Did you know that when you use your phone to authenticate your Facebook login, the company feeds the number into its friend suggestions feature? Neither did most other people until the social media giant told Reuters about it this week.
Facebook operates a two-factor authentication (2FA) system that lets users add a second authentication channel to their account. Instead of relying solely on a username and password, they can also set their account to require a login code from a third-party authentication app, or a code sent via SMS text message to their phone.
It’s the phone number part that’s a problem.
Facebook clearly likes to use as much of your personal data as it feels it can, and that includes the phone number linked to your 2FA setting. A study by researchers at Princeton and Northeastern universities released in May 2018 found that the company had been using these 2FA phone numbers to serve advertisements. What’s worse is that you couldn’t register for the 2FA service without a phone number until Facebook changed its policy in May 2018.
When it fined Facebook $5bn in July 2019, the FTC also made it promise not to do that anymore. The 20-year settlement order that the Commission submitted said that Facebook:
[…] shall not use for the purpose of serving advertisements, or share with any Covered Third Party for such purpose, any telephone number that Respondent has identified through its source tagging system as being obtained from a User prior to the effective date of this Order for the specific purpose of enabling an account security feature designed to protect against unauthorized account access (i.e., two-factor authentication, password recovery, and login alerts).
So it stopped. So far, so good. But in an interview with Reuters, Facebook’s chief privacy officer Michel Protti explained that the company had also been feeding those numbers into its ‘people you may know’ feature, which suggests friends for you to connect with on the platform.
This is all part of a wide-ranging effort to improve the company’s privacy, Protti told Reuters. How safe does it make you feel? A lot of people will have had no idea that it was using peoples’ 2FA details in this way. You can file this little gem under “you were doing what, now?”
Facebook will flip the off-switch on that data usage over the next few months, beginning in Ecuador, Ethiopia, Pakistan, Libya and Cambodia next week and going global next year.
Reuters said that if you’ve already given the social media platform your number as part of the 2FA service then the change won’t be retroactive – you’ll have to go into your settings manually, delete your number, and enter it again.
6 comments on “Facebook will stop mining contacts with your 2FA number”
This seem to go to the heart of the balance between privacy and security.
To ensure privacy you may split your activities over multiple accounts using different log-in details (and passwords – of course). You may even use a VPN to hide your IP address to stop the likes of Facebook and co aggregating details from one IP address as all potentially belonging to one advertising target. That is as much as you can do to for instance keep your business, activist and social lives apart on the internet.
Then you sign up to 2FA with one telephone number (or one “key” etc.) and immediately you have provided all these data aggregators with a means to aggregate your different online personas!
I have a “burner phone” and PAYG sim card just for my main google account (the others are unsecured by 2FA); but how many more phones. yubikeys etc. must I both have and carry with me?
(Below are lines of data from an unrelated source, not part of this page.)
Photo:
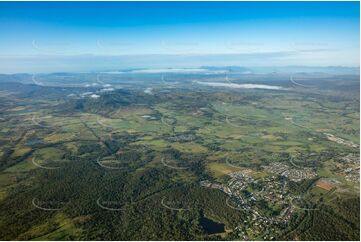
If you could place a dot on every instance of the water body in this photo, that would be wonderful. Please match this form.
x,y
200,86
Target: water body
x,y
210,226
244,86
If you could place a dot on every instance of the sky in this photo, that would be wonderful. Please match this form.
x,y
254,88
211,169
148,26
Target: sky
x,y
95,36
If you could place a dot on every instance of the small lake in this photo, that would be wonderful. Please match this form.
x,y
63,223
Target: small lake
x,y
210,226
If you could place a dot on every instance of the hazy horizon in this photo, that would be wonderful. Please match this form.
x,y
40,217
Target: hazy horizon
x,y
81,36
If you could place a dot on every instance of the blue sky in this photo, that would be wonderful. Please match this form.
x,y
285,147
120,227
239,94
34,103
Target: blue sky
x,y
38,36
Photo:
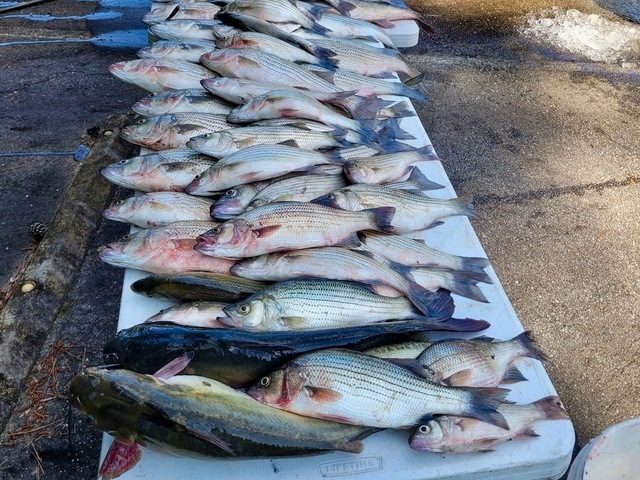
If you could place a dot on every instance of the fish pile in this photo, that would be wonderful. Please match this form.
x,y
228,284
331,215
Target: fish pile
x,y
277,207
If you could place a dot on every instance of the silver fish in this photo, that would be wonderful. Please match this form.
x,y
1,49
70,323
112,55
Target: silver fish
x,y
159,208
223,143
182,30
180,101
351,387
259,162
279,11
449,434
283,226
300,189
333,263
387,168
160,75
168,170
194,314
181,11
186,50
412,252
174,130
478,362
415,212
315,304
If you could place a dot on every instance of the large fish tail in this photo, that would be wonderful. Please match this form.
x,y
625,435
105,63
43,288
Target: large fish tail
x,y
364,107
483,404
416,183
463,284
530,346
551,408
382,217
474,264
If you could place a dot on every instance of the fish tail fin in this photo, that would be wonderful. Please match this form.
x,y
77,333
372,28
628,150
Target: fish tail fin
x,y
463,325
417,182
382,217
442,306
483,405
461,283
551,408
389,129
530,346
474,264
365,107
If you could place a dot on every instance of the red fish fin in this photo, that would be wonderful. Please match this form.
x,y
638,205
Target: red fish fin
x,y
465,423
266,231
120,458
320,394
211,438
175,366
459,379
527,433
384,23
351,240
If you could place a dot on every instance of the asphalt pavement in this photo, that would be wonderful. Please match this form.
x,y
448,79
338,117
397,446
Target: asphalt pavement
x,y
545,145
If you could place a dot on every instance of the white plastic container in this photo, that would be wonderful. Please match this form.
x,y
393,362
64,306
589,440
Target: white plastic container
x,y
612,455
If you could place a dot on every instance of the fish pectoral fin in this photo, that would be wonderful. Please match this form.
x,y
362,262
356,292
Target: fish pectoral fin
x,y
410,364
464,423
322,395
265,231
208,436
528,433
513,375
120,458
175,366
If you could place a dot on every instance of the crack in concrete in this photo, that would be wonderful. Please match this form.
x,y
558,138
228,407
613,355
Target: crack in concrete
x,y
552,192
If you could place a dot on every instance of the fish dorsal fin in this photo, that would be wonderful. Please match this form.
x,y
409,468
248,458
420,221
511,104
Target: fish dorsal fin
x,y
208,436
266,231
292,321
321,394
175,366
410,364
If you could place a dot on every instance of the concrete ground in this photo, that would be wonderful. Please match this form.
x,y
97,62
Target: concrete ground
x,y
547,149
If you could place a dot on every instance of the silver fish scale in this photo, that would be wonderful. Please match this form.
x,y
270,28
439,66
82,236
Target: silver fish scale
x,y
279,153
331,302
377,389
305,187
304,138
276,47
305,215
209,121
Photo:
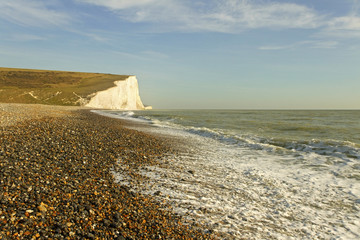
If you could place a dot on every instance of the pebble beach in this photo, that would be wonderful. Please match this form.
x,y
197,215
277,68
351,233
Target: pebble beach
x,y
56,180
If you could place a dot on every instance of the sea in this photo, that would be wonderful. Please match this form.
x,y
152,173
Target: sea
x,y
258,174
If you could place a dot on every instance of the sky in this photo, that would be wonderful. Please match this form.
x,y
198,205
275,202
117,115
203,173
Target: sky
x,y
202,54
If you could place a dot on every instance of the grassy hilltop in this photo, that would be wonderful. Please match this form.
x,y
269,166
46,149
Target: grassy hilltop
x,y
52,87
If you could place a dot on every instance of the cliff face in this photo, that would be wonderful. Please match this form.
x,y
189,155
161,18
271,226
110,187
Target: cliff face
x,y
95,90
125,96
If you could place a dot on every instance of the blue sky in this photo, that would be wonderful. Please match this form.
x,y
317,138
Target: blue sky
x,y
242,54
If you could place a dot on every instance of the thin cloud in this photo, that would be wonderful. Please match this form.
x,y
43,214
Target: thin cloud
x,y
307,44
31,13
218,16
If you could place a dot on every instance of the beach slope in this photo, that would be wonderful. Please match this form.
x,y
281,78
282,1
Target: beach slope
x,y
56,181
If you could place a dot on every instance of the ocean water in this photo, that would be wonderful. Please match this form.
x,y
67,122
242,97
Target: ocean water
x,y
260,174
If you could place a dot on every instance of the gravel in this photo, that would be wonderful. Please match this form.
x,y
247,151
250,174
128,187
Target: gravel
x,y
56,181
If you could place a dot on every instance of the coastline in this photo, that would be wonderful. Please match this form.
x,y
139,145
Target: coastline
x,y
56,179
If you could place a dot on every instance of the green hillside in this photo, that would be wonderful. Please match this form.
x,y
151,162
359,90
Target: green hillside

I had to change my facebook account because I had to get a new phone and number now I can’t log in to any of my accounts please help me I can’t get in contact with anyone it keeps say to enter a valid phone number and it will not let me put my phone number in and my old phone doesn’t show anything on the screen so I can’t get into my old account
is your facebook account really precious to the you,can you not just start afresh ?
Good ‘ol bait-and-switch. Facebook tells you they are going to secure your account, and then go beyond that into unethical territory. I’m hoping regulators are going to be coming down on them harder the more stuff like this is exposed.
Yawn. some people are just privacy freaks that really should not be on facebook at all in the first place. I use 2FA and I really don’t care if they use it for friend suggestions.
Never trust a company that you are the product of.
Would make an interesting article, if someone wrote one about where we (consumers) are the product, but people think the company is a service to them. I wonder if cattle think that the farmers are there to care for them and their interest.